Recent advancements in nano and hybrid technology have made various materials more affordable hosts for enzyme immobilization. As a result, various nanostructured materials based on combined organic and inorganic species have received attention as enzyme immobilizing supports due to their intrinsic large surface areas and physicochemical properties such as pore size, hydrophilic/hydrophobic balance, aquaphilicity and surface chemistry [255]. Large surface area and controlled pore size often result in improved enzyme loading, which increases enzyme activity per unit mass or volume, compared to that of conventional materials [256]. Nanostructured materials with ability to control size and shape enables better interaction with the enzyme, increases immobilization efficiency, and enhances the long-term storage and recycling stability of the enzyme [257]. In addition, these organic, inorganic or hybrid materials may provide specific features such as enhanced strength, elasticity, plasticity, and chemical bonding in an appropriate microenvironment. Various organic or inorganic nanomaterials such as multiwall carbon nanotubes (MWCNTs), magnetic nanoparticles, silica nanoparticles, and quantum dots have been exploited to generate hybrid composite nanofibers with additional physical properties and mechanical stability [258,259].
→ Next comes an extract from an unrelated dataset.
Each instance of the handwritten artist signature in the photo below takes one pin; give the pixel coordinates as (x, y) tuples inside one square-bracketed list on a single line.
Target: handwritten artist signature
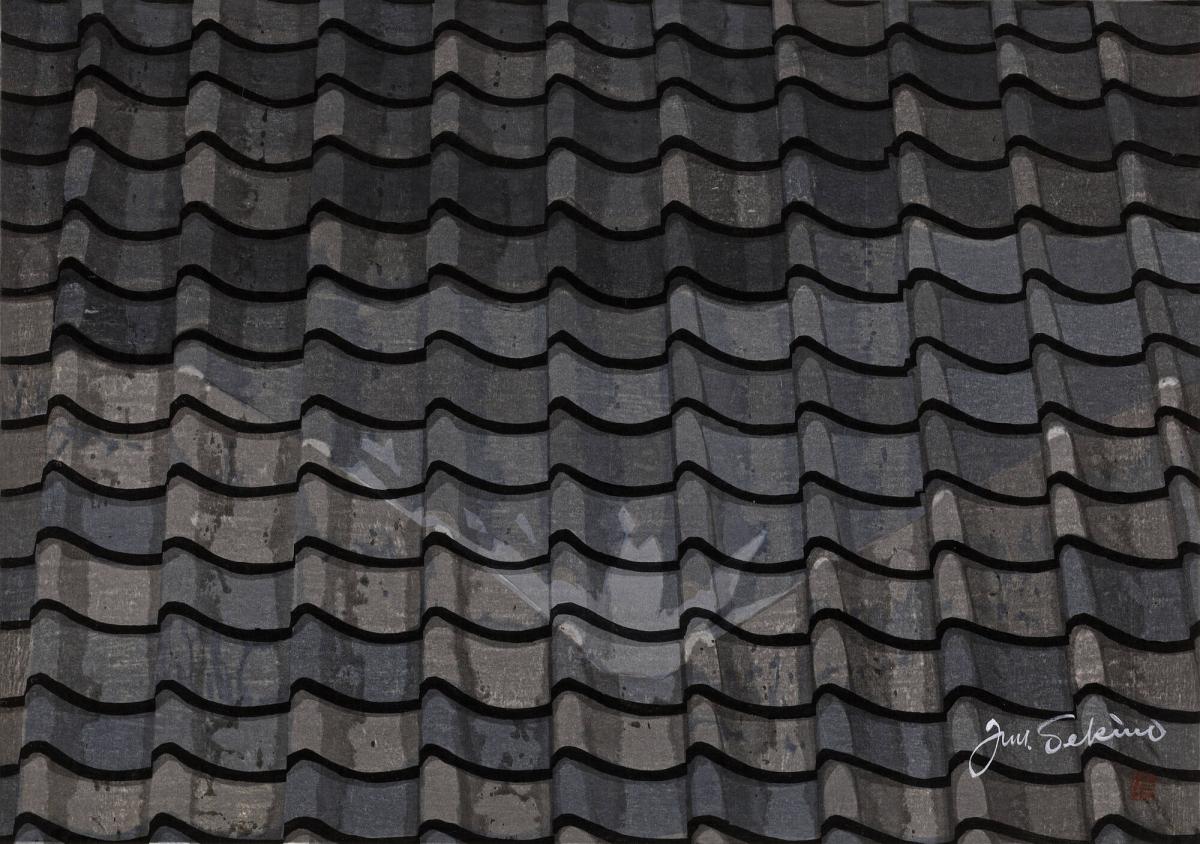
[(1054, 742)]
Magnetite mesoporous silica hybrid support was fabricated by depositing magnetite and MCM-41 nanoparticles onto polystyrene beads using the layer-by-layer (LBL) method. The incorporation of magnetite gives an additional magnetic property to the hollow mesoporous silica shells to improve the enzyme immobilization. Magnetic/silica nanoparticles with a core of magnetic clusters were applied to stabilization of His-tagged Bacillus stearothermopilus L1 lipase [260]. Xia’s group reported on encapsulation of enzymes in nanofibers by direct coelectrospinning [261].
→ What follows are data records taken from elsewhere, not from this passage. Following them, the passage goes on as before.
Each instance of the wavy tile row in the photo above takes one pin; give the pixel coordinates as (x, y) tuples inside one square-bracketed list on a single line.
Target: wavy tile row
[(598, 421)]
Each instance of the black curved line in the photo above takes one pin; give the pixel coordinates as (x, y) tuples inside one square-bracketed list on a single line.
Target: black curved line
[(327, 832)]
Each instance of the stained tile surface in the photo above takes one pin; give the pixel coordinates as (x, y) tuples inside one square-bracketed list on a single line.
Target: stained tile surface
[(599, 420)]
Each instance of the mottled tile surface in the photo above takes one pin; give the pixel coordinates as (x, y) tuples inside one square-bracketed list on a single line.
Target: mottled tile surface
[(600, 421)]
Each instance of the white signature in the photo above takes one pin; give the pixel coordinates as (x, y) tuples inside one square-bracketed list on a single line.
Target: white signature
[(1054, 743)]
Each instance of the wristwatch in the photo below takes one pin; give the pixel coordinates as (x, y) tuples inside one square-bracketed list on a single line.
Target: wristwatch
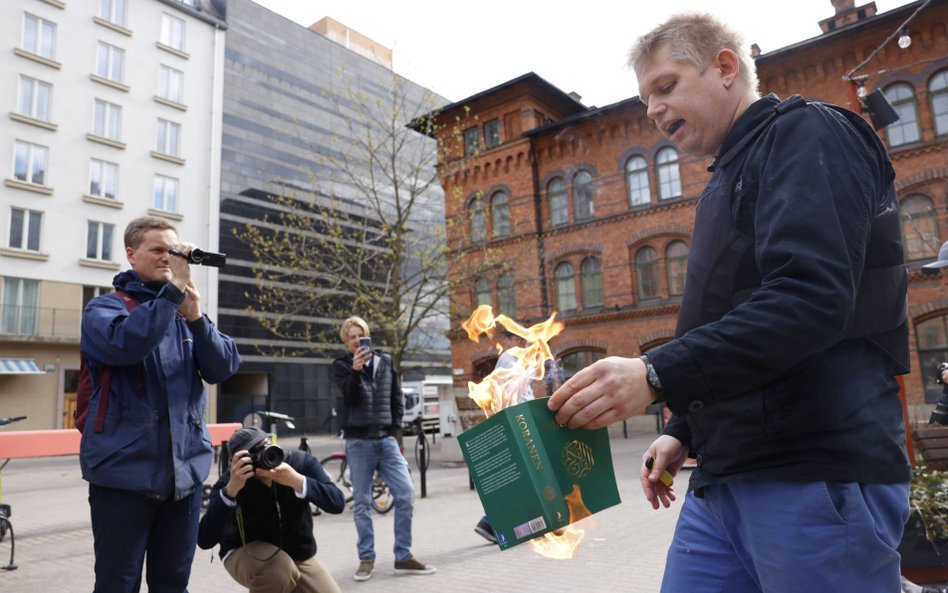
[(652, 377)]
There are many reports showing that the enzyme properties may be directly improved by: chemical or genetic modification of enzymes, screening of the most suitable enzyme, and immobilization of enzymes. An excellent example of the coupling of engineering and immobilization is demonstrated by the variants of formate dehydrogenase whereby Candida boidinii preserved 4.4-fold higher activity after entrapment in polyacrylamide gels than the wild-type enzyme [159]. Godoy et al. (2011) reported the site-directed immobilization/rigidification of genetically modified enzymes through multipoint covalent attachment on bifunctional disulfide-glyoxyl supports [279]. Genetically engineered lipase 2 from Geobacillus thermocatenulatus and penicillin G acylase from E. coli were immobilized and uniquely rigidified by a multipoint covalent attachment onto tailor-made bifunctional disulfide-glyoxyl supports. Therefore, the use of coupled strategy (protein engineering and immobilization) seems to improve the properties of the final immobilized biocatalyst, and, moreover, modulates multiple properties of enzymes for industrial application.